The extended deadline for the public to submit comments in relation to the Draft Guidelines was 4pm on 31 August 2020 and currently, the Information Regulator is in the process of reviewing and considering the comments received to the Draft Guidelines and it is anticipated that the final guidelines in respect of Information Officers (‘the Final Guidelines’), will be issued by the Information Regulator’s office during the first quarter of 2021, that is if not sooner, prior to the effective date of POPIA on 1 July 2021.
In terms of the Draft Guidelines the following aspects are noted:
- An Information Officer may be held personally liable for the failure to adequately perform his or her responsibilities and/or duties in terms of POPIA or the POPIA Regulations. The proposed penalty levied in this regard is a fine and/or imprisonment, with the fine capped at a maximum of ZAR 3,000 (approx. €160) per infringement; however, the proposed imprisonment time is not stipulated in the Draft Guidelines.
- The Responsible Party must register its information officer with the Information Regulator but prior to doing so, the appointment of the role and of any deputies must be effected in writing.
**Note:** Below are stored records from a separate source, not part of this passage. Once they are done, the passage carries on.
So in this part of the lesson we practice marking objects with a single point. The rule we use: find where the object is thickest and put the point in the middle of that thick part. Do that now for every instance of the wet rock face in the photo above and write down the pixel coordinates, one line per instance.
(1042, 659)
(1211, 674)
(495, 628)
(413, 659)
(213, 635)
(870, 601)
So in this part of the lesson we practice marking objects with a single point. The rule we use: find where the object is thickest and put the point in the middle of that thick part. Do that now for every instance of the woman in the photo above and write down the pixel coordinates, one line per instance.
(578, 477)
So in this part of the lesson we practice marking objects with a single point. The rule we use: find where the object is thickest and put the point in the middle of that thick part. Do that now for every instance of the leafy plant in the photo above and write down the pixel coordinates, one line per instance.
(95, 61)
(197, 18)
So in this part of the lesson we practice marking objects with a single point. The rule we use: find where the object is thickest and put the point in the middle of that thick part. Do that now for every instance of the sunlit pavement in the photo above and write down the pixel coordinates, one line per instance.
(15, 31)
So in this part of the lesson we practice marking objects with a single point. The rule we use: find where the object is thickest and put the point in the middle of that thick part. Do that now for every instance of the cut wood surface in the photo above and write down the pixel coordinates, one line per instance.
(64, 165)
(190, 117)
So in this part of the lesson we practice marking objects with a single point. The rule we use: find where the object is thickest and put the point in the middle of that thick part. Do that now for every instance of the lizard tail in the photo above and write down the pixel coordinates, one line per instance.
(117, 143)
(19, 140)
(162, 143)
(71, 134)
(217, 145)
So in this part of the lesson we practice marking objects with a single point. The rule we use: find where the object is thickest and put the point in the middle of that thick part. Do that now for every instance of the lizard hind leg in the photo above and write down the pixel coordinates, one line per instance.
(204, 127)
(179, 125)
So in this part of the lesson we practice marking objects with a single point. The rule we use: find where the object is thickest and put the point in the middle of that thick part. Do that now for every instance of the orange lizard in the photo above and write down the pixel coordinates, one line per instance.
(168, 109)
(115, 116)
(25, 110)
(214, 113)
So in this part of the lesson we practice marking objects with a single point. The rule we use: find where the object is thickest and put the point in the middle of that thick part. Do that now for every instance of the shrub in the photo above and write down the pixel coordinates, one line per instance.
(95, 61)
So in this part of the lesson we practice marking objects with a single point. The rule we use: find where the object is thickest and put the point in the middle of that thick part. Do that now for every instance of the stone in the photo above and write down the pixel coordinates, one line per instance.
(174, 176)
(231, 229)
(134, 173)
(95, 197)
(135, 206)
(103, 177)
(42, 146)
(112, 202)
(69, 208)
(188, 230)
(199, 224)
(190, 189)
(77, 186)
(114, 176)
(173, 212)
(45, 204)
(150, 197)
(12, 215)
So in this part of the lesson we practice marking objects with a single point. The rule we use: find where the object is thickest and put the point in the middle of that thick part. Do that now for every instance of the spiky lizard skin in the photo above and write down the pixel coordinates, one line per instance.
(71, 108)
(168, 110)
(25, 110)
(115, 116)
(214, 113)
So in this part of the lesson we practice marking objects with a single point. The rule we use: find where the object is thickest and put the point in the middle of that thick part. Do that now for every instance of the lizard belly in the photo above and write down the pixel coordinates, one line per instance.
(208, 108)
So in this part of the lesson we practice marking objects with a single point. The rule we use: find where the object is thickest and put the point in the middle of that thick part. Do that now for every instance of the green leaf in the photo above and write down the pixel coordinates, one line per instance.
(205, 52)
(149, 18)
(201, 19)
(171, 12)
The Draft Guidelines propose at this stage that a manual hardcopy application form be completed and submitted for registrations and further that the information officer of the responsible party must be registered with the Information Regulator by 31 March 2021. The form for submission has been included in the Draft Guidelines.
Notwithstanding the above, the Information Regulator’s office has in terms of feedback given to queries raised in ongoing awareness panel presentations, indicated that the Information Regulator plans to develop an electronic portal enabling responsible parties to register their information officers and deputies online. This is further in line with the Information Regulator’s Readiness Plan for the Implementation of the Protection of Personal Information Act 4 of 2013 (‘the Readiness Plan’), which indicates that the proposed time frame in terms of which persons will be able to access the electronic register of information officers is 3 March 2021.
Unfortunately, apart from making it mandatory to have the information officer role catered for, providing for prescribed proposed timelines, the delegation of authority, and what the respective duties and responsibilities of the information officer are, POPIA, the POPIA Regulations, PAIA and the Draft Guidelines provide little guidance on how to approach the appointment of an information officer practically, especially where the default position (e.g. CEO in the case of a private body) is deviated from.
It is therefore anticipated that clarification regarding who is eligible to be an information officer in certain circumstances will be provided once the Information Regulator’s office has finalised their review of the comments received to the Draft Guidelines and the relevant stakeholder participation has been considered. Some lingering concerns in relation to the role include, inter alia:
- whether the role may be outsourced;
- whether the role of the information officer can be centralised in the case of a group structure; and
- whether, in the case of a global group structure, the information officer has to be positioned locally in South Africa.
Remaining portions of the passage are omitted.